Aber jetzt – ich bin ein neugieriger Mensch – sitze ich zum ersten Mal auf so einem Ding. Mitten in Zentralvietnam. An der Lenkstange hängen eine wasserdichte Tasche und ein eingeschweißtes Kärtchen, auf dem mein Name und meine Größe notiert sind. Die Sitzhöhe ist perfekt voreingestellt.
Zu den Mausoleen der Nguyen-Dynastie
Unsere kleine Reisegruppe besteht aus zehn Leuten, angeführt von Can Nguyen, unserem Guide aus Saigon, der im südhessischen Offenbach Lebensmitteltechnik studiert hat. Ein Mechaniker fährt ebenfalls auf dem Rad mit, dazu ein Begleitfahrzeug.

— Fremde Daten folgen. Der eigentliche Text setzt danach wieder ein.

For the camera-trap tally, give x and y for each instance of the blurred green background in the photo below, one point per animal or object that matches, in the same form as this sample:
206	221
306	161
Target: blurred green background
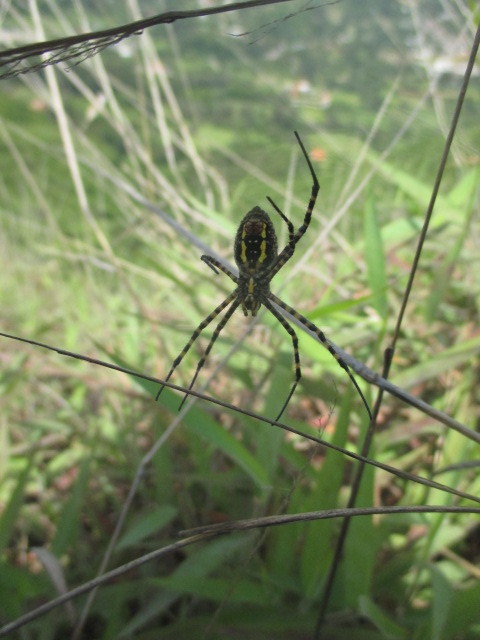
112	174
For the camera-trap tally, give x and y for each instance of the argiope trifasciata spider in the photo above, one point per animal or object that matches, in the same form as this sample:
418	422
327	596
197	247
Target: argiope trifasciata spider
258	261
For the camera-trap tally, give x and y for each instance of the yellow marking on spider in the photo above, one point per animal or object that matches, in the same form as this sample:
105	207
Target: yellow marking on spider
243	254
263	246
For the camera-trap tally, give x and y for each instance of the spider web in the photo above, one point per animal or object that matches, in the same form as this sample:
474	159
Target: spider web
32	57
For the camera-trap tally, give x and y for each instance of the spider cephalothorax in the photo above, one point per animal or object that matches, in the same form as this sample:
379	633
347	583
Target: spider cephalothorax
255	250
258	260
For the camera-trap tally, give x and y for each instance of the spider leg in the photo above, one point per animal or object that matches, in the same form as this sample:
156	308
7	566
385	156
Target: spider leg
296	355
213	339
324	340
291	228
287	253
215	265
194	336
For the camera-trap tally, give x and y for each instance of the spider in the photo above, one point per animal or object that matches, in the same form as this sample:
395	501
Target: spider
258	261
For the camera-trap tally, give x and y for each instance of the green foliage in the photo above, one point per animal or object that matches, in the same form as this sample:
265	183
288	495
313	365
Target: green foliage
176	134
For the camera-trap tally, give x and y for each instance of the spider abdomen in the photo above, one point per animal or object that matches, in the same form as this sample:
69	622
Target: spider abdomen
255	246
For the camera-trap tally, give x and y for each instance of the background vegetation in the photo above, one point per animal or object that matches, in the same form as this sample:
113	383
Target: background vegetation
112	174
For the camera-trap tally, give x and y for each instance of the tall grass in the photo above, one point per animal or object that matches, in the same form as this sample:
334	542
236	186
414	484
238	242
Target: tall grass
116	175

Wir werden in den nächsten Tagen zusammen mit dem E-Bike durch Zentral- und Südvietnam fahren. Unser erstes Tagesziel: Wir fahren im Kreis. Ausgangspunkt ist Hue.
Die Stadt hat fast eine halbe Million Einwohner, von 1802 bis 1945 war sie Kaisersitz der Nguyen-Dynastie (heute ist das übrigens der mit Abstand häufigste Nachname in Vietnam). Zwölf der letzten dreizehn Kaiser haben sich in der Umgebung zu Lebzeiten Mausoleen gebaut, zwei davon besichtigen wir.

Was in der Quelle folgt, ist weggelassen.